Welcome to the class website for Finite Element Methods for Partial Differential Equations. Finite elements provide an important class of numerical methods for approximating the solutions of partial differential equations. In this course we will cover both fundamental mathematical concepts and foundations as well as how in practice to develop and apply finite element methods to specific problems. We will develop methods for Elliptic, Parabolic, and Hyperbolic PDEs as well as for non-linear problems.

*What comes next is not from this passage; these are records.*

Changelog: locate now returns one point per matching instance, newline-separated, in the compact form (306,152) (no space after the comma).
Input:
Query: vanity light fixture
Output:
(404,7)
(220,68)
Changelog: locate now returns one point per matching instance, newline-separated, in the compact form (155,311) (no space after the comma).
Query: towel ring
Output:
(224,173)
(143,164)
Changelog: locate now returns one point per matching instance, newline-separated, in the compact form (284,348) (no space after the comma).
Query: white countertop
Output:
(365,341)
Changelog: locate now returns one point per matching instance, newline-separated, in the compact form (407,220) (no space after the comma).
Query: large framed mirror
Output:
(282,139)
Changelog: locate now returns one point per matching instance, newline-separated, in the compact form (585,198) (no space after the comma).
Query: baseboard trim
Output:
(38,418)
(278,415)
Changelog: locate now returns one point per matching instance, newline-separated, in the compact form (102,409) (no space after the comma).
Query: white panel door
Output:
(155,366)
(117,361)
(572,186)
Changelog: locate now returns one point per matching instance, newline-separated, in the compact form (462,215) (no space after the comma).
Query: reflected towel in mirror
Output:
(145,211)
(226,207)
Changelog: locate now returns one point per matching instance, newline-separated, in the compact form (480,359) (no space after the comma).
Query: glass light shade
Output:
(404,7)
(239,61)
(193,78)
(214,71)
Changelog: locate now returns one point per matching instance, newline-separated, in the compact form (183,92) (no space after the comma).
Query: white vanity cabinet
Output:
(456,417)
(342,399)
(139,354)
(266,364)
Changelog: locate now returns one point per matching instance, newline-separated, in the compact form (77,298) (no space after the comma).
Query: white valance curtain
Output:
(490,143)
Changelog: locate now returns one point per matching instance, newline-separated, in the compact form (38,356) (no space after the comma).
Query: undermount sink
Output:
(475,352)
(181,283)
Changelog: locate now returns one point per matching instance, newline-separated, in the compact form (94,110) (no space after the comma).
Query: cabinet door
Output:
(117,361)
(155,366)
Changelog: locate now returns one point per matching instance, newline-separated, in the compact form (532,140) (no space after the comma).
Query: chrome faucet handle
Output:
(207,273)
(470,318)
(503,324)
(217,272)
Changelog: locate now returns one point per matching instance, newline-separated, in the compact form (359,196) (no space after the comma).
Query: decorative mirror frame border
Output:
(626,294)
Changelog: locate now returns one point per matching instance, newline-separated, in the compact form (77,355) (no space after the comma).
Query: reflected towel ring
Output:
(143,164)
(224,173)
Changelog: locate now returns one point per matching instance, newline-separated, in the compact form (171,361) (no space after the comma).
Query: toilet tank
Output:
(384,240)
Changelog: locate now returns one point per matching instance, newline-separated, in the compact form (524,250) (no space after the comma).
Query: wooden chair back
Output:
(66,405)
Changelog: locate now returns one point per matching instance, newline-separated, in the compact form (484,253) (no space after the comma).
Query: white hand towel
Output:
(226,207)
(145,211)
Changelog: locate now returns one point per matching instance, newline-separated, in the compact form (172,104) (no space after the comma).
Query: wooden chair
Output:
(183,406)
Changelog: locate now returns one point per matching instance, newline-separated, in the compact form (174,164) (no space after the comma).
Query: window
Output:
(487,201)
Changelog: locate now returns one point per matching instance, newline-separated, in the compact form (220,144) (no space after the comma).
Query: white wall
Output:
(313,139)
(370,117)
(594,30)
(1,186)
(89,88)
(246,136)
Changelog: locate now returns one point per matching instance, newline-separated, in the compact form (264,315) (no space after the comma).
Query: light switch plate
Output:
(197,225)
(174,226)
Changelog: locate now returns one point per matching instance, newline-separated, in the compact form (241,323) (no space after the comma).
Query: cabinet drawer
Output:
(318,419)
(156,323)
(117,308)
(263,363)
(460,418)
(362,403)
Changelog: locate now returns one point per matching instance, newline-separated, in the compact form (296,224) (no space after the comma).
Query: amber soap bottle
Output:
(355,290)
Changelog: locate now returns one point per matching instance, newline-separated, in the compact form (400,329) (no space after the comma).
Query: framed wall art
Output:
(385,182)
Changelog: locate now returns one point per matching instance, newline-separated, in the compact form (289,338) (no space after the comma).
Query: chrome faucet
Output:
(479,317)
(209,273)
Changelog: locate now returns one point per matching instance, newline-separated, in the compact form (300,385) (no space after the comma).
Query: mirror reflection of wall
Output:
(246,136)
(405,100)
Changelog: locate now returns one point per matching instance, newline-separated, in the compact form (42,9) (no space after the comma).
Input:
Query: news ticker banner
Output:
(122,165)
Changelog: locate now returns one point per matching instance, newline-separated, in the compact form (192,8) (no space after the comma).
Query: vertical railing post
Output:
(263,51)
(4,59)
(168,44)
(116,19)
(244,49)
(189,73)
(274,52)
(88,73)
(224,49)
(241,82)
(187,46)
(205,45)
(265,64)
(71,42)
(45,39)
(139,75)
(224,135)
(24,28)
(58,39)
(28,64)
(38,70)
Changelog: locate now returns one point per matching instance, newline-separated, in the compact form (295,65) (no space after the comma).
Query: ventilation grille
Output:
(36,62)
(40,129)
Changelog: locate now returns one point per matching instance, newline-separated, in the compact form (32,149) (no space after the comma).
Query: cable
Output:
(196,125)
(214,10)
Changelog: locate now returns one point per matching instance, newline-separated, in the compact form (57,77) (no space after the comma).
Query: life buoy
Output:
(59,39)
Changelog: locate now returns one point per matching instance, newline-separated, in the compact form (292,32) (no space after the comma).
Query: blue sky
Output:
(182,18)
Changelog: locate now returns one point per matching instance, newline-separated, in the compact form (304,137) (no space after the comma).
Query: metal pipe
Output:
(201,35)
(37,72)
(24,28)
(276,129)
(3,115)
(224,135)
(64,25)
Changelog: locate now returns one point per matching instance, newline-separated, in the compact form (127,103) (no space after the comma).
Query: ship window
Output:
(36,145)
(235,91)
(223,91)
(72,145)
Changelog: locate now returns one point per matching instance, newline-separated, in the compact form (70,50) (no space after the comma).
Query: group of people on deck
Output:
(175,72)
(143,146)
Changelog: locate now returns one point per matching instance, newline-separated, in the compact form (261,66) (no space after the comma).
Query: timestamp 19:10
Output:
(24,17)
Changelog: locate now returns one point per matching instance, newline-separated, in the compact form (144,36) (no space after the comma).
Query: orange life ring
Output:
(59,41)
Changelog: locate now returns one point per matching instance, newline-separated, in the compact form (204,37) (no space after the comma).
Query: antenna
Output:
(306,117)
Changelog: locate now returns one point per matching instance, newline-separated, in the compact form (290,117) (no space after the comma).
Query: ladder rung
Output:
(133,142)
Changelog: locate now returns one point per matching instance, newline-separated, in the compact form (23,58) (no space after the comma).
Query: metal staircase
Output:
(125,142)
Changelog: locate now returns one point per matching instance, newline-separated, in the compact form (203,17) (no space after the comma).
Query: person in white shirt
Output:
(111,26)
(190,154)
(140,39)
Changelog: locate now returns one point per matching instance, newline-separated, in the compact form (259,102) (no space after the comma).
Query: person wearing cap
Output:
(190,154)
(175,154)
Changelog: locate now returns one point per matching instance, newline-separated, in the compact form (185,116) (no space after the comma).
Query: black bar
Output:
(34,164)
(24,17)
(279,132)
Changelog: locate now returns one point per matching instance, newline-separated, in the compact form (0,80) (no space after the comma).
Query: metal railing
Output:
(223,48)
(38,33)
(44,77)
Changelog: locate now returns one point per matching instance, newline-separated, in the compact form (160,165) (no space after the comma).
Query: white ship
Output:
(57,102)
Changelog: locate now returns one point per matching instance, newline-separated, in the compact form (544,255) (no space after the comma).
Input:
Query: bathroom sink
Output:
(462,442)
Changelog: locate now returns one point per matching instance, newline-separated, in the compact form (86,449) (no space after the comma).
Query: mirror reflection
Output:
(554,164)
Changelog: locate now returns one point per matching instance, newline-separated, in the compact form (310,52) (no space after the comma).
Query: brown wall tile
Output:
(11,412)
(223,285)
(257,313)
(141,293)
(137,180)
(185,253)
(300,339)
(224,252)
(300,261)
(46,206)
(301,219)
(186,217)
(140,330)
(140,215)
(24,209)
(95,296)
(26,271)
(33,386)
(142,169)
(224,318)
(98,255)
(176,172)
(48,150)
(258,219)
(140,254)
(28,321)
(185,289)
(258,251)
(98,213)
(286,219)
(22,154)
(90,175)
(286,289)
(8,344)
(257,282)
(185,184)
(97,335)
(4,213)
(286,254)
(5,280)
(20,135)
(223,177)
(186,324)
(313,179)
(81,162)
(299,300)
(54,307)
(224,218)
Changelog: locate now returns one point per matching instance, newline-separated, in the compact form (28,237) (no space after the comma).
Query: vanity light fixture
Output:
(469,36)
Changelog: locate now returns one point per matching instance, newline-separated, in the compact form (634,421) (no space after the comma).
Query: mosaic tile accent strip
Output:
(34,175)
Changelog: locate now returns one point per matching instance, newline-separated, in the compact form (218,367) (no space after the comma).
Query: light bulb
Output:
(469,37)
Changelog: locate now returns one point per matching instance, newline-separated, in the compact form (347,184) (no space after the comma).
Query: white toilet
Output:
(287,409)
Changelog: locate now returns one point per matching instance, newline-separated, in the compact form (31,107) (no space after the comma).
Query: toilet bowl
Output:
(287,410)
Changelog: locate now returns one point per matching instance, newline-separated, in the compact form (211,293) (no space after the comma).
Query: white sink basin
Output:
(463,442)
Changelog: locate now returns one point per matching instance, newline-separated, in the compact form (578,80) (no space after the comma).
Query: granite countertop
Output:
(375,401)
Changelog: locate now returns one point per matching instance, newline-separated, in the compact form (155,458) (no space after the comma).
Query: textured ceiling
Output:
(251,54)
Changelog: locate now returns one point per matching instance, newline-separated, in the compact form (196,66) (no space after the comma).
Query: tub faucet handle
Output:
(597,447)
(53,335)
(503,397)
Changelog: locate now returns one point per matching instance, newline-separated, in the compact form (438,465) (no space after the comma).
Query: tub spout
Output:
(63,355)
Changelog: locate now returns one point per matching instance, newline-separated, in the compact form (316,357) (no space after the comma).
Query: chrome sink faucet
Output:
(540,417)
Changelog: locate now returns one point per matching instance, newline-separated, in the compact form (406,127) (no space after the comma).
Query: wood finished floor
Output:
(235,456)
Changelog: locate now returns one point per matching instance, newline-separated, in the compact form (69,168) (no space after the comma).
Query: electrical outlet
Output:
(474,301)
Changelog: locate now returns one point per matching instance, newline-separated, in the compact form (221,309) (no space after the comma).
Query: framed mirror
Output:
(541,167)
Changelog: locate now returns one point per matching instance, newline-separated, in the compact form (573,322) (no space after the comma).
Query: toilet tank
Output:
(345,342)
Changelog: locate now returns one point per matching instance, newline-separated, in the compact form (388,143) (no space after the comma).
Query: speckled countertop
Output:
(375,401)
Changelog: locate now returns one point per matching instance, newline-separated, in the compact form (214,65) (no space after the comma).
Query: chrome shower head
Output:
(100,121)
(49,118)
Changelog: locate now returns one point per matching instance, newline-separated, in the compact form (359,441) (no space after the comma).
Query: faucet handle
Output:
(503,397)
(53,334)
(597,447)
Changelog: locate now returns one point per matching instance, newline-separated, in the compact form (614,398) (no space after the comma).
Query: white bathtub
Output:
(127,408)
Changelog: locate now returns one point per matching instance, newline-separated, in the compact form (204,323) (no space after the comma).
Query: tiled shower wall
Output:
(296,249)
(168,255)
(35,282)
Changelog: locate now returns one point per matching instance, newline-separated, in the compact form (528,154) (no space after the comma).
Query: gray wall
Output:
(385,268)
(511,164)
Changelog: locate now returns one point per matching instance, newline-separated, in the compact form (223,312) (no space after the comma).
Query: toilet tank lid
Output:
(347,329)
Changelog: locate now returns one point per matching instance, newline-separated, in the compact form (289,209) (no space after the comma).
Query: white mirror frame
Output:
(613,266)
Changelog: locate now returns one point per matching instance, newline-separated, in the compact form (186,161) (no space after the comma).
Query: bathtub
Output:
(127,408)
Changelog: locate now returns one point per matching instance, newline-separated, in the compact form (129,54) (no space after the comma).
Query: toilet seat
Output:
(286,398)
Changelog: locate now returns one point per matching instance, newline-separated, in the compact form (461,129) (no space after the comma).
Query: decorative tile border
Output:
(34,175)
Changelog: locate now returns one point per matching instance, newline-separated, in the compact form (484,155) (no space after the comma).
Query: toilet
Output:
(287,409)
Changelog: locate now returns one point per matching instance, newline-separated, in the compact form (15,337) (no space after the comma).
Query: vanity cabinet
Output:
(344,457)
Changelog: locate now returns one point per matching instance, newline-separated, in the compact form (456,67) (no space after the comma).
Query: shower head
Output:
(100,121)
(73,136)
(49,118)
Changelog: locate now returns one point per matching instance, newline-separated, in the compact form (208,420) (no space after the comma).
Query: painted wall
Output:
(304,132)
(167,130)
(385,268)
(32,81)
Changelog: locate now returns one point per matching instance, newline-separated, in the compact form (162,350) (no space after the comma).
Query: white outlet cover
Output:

Please be sure to read the prerequisites and grading policies for the class. Also see the syllabus for more details.
Prerequisites:
A working knowledge of advanced calculus, linear algebra, and partial differential equations will be assumed.
Grading:
The grade for the class will be based on the homework assignments (see policy below), midterm exam, and final exam as follows:
Homework Assignments 30%
Midterm Exam 30%
Final Exam/Project 40%
Homework Policy:
Assignments will be announced in lecture and posted on the class website. Prompt submission of the homework assignments is required. While no late homework submissions will be accepted, one missed assignment will be allowed without penalty. While it is permissible and you are encouraged to discuss materials with classmates, the submitted homework must be your own work. The assignments will consist of a combination of analytic problems, numerical calculations, and simulations. Some basic programming may be required.
Supplemental Materials:
- Python 2.7 documentation.
- Python tutorial at Code-Academy.
- Enthought Canopy integrated analysis environment.
Class Annoucements:
- Midterm Outline of Topics [PDF].
- A book that you might find helpful for background on Real Analysis is Analysis, by Lieb and Loss [link].